L’edizione odierna de La Gazzetta dello Sport ha intervistato Sergio Battistini, che ha giocato cinque stagioni al Milan negli anni ’80: “Ho esordito nel Milan a 17 anni e vivevo a Milanello. Solo nell’ultimo anno abitavo a Milano città: adesso è cambiata tantissimo, è diventata una metropoli bellissima. Quando sono tornato con l’Inter, nel ‘90, con la spinta del Mondiale San Siro era nuovo. Mi fece effetto vedere una piscinetta nello spogliatoio. Pensavo: come siamo avanti. Ho conservato la maglia di Maradona. Rimane un ricordo troppo bello. Mi fece i complimenti perché l’avevo marcato bene senza falli. Era un’amichevole Milan-Boca nell’81, avevo 18 anni, ma forse lui non era al 100%, altrimenti era un problema. L’ho ritrovato al Napoli, con il Milan. Liedholm mi diceva: “Gioca nella tua zona, ma non marcarlo”. Infatti feci gol io. Partivo e lui non mi seguiva“.
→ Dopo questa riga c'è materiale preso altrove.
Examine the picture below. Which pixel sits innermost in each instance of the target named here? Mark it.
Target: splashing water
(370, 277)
Battistini prosegue: “Liedholm mi voleva regista largo. In pratica ero terzino destro, ma lui diceva così. Perché voleva la difesa alta. Baresi e Di Bartolomei centrali, Tassotti sull’altra fascia. Liedholm è uno degli allenatori più bravi e intelligenti che ho avuto: il più avanti, ci ha portato la zona. Per farmi stare tranquillo mi aveva battezzato regista largo. Ma dopo l’andata sono tornato a centrocampo. Ho segnato 5 gol, ma avevo un cattivo rapporto con Farina e mi hanno venduto alla Fiorentina. Io ed Evani eravamo arrivati insieme dalla Massese: avevamo 14 anni, costati 30 milioni di lire in due. Mi hanno venduto per sei miliardi. Buon investimento, direi“.
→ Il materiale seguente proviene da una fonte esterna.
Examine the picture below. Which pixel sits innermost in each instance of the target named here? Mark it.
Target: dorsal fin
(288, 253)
Ancora Battistini: “La retrocessione in B? A 16-17 anni non stavo a pensare ai problemi enormi che c’erano in società, a cosa era stato combinato con il calcio scommesse. Vivevo in un sogno. Vedevo a Milanello Albertosi arrivare con la pelliccia, a Rivera sformavo le scarpe: era un onore per me. A quei tempi i materiali per le scarpe erano diversi, quelle nuove andavano usate prima per prendere la forma e toccava ai ragazzi metterle per i titolari e avere le vesciche. E ricordo ancora il debutto in Coppa Italia accanto a questi campioni. La seconda retrocessione fu dura, la squadra era buona. Avevo 18 anni ed ero nei 40 per il Mondiale ‘82, poi vinto. Ma quell’annata storta mi costò l’ingresso nei 22. La Mitropa Cup? L’Est era sotto l’influenza sovietica. Mondo sconosciuto per noi occidentali, uscivamo di sera e non c’era nessuno. Campi fangosi e buio alle 4. Dicevamo: dove siamo capitati?“.